- Millie McKenzie: Love has its own particular point of view. It sees everything larger than life. Nothing is too ornate, too fanciful, too dramatic. Love demands the theatrical, and then transfigures it. It turns the grotesque into the lovely, as a child does. With it, we can see what we wish to see in other people. Without it, we can't see anything at all. We can search forever, and never find.
- Narrator: [closing narration] The Lady Anne never reached port. After they were picked up by a cutter a few hours later, as Captain Protheroe had promised, the Ransomes searched the newspapers for news - but there wasn't any news. The Lady Anne with all her crew and all her passengers vanished without a trace. But the Ransomes knew what had happened, they knew that the ship had sailed off to a better port - a place called The Twilight Zone.

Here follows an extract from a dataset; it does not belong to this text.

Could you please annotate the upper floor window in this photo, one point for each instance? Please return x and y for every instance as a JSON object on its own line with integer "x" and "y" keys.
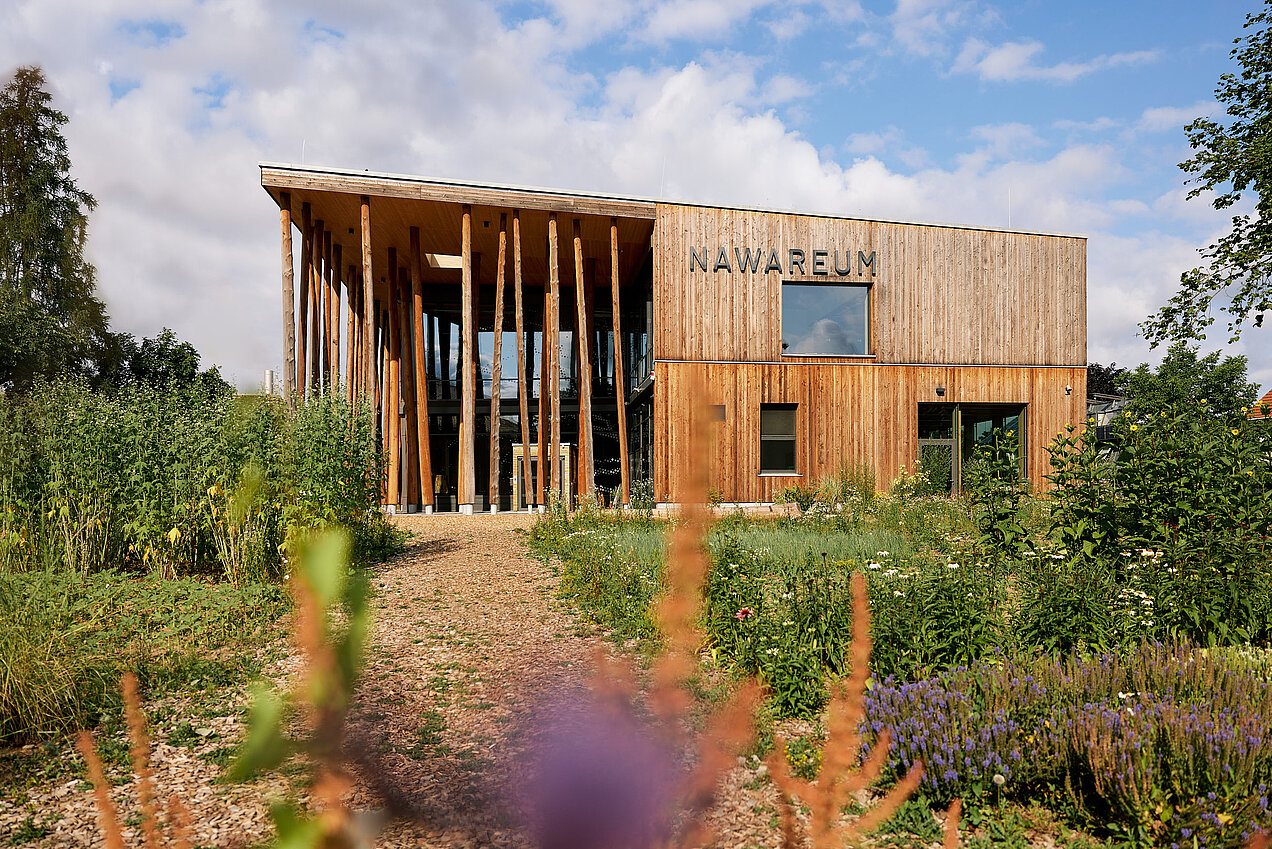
{"x": 826, "y": 320}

- Narrator: [opening narration] Portrait of a honeymoon couple getting ready for a journey - with a difference. These newlyweds have been married for six years, and they're not taking this honeymoon to start their life but rather to save it, or so Eileen Ransome thinks. She doesn't know why she insisted on a ship for this voyage, except that it would give them some time, and she'd never been on one before - certainly never one like the Lady Anne. The tickets read 'New York to Southampton', but this old liner is going somewhere else. Its destination - The Twilight Zone.